Film Review: The good and bad of Wizards’ defense

NBA: Washington Wizards at Philadelphia 76ers

The Washington Wizards fell in their season opener against the Philadelphia 76ers on Wednesday night, 113-107. Davis Bertans had a minutes restriction due to conditioning and Rui Hachimura missed his first of at least 10 games with a severe case of pink eye. Despite that, we saw Washington’s highs as well as their lows and it was all related to defense.

In the third quarter, the Wizards held the 76ers scoreless for nearly six minutes to start the second half. It started with sound defensive IQ from Isaac Bonga, which is something that was a key difference in these two separate stretches. Washington’s game plan was to force Joel Embiid to beat them through double teams or by finding a teammate to beat them. When utilized properly as was the case here with Deni Avdija, it forced a turnover.

The Wizards again force the ball out of Embiid and will live with a contested 3-point attempt from a career 36 percent shooter in Tobias Harris. When possible Washington did their best to deny Embiid from even getting the ball leading to an Avdija steal.

With Thomas Bryant and Russell Westbrook still in the backcourt peeved about a missed transition opportunity, the 76ers got a quick 3-point attempt. Avdija made sure it was one shot and done by putting the 7-foot, 280-pound Embiid on the floor. Even Bonga, who has put on a little more muscle this offseason, showed admirable battle against the All-NBA center.

If you are catching onto the theme of Washington’s early third quarter defensive success it was being physical and making Joel Embiid’s life difficult. The 76ers big had to throw a chicken wing to try and get around Bryant that the officials did not miss.

Washington was not going to hold Embiid down all game as Philadelphia made the right adjustments allowing the center to pour in 15 of the team’s 40 fourth-quarter points. Embiid did work against Robin Lopez (two fouls drawn, a bucket at the rim, and a jumper) as well as Thomas Bryant (tough jumper, tough bucket at the rim, and one bully ball to the rim) and that is to be expected. But the Wizards still had other aspects where they let themselves down in the fourth quarter.

Russell Westbrook’s turn to double team Embiid and it is not overly aggressive or successful leading to an open 3-point shot for a 40 percent shooter last season. Then Bradley Beal allows himself to get disconnected from his man for half a second and that is all Philadelphia needed to execute a fine baseline out of bounds play.

A theme of the fourth quarter defense was Westbrook getting beat.

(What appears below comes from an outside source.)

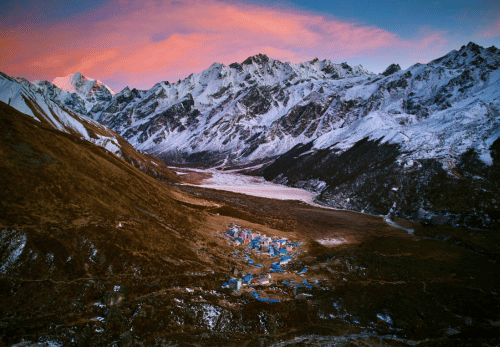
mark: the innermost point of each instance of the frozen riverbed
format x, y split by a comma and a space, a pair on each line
250, 185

Some of it was good design by the 76ers, but some of it was carelessness of losing sight of where your man is. Ben Simmons got multiple easy chances at the rim because of it.

Another instance of a less than aggressive fight through of a screen by Westbrook providing little resistance to Simmons getting to the rim. The dagger play at the end is less on Westbrook as Beal and Bryant both went to the same man leaving an on-fire Embiid open putting Westbrook into a gamble situation.